Scala: Parse HTML-fragment

Deadly 提交于 2019-12-11 12:13:34


Our database stores HTML fragments like f.ex. <p>A.</p><p>B.</p>. I want to include the Html fragements from the database into a Lift snippet.

To do that, I tried to use the XML.loadString()-method to convert the fragement into a scala.xml.Elem, but this only works for full valid XML-documents:

import scala.xml.XML
def doesnotWork() {
  val result = XML.loadString("<p>A</p><p>B</p>")
  assert(result === <p>A</p><p>B</p>)

def thisWorks() {
  val result = XML.loadString("<test><p>A</p><p>B</p></test>")
  assert(result === <test><p>A</p><p>B</p></test>)
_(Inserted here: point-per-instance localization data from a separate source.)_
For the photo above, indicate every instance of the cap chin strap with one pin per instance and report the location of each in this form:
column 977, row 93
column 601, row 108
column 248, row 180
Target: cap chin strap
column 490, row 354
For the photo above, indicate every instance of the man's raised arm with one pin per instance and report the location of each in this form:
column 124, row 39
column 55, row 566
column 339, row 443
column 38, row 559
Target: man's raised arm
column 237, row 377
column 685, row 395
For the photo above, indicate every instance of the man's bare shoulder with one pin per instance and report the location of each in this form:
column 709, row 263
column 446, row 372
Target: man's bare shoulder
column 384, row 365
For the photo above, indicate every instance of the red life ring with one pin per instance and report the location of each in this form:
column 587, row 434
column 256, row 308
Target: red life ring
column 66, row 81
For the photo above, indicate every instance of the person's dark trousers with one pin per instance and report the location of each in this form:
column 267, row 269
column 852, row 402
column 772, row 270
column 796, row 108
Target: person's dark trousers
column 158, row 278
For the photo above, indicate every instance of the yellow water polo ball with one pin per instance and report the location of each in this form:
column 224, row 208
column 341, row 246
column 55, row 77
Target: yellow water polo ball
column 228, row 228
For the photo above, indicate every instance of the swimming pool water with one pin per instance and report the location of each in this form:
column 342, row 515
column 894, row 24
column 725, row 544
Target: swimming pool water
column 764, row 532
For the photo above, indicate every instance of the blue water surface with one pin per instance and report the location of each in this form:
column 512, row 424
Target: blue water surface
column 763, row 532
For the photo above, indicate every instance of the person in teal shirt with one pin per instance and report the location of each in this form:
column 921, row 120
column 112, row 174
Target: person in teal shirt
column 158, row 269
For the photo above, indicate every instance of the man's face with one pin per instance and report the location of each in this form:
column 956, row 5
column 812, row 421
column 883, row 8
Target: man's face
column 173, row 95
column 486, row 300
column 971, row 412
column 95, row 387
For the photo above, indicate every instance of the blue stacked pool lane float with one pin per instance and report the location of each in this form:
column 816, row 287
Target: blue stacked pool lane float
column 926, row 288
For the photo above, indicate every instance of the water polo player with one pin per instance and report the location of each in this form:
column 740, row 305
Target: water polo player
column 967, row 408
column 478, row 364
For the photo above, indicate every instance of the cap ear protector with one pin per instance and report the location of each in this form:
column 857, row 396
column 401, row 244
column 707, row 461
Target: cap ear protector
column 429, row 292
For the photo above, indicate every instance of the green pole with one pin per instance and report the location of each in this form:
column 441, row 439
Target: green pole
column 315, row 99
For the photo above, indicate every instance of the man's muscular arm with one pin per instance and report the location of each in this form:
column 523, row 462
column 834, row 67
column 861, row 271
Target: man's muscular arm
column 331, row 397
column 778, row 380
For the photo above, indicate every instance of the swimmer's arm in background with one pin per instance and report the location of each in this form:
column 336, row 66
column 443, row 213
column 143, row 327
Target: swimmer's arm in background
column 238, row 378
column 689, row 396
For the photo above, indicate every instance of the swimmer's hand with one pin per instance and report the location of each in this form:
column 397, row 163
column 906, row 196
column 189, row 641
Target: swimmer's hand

The test doesnotWork results in an exception:

org.xml.sax.SAXParseException; lineNumber: 1; columnNumber: 10; The markup in the document following the root element must be well-formed.

Is it possible to convert just (valid) fragements to XML?


Since you're using Lift, you can wrap your XML in lift:children as a workaround. The Children snippet simply returns the element's children; and is very useful for wrapping fragments you need to parse.

def thisAlsoWorks() {
  val result = XML.loadString("<lift:children><p>A</p><p>B</p></lift:children>")
  assert(result === <lift:children><p>A</p><p>B</p></lift:children>)


You don't need a full valid XML document, but you do need a single top-level tag.

As you observed, the following works:


You could then either store a sequence of Elems, or wrap them in a custom tag and extract the sequence using .descendant.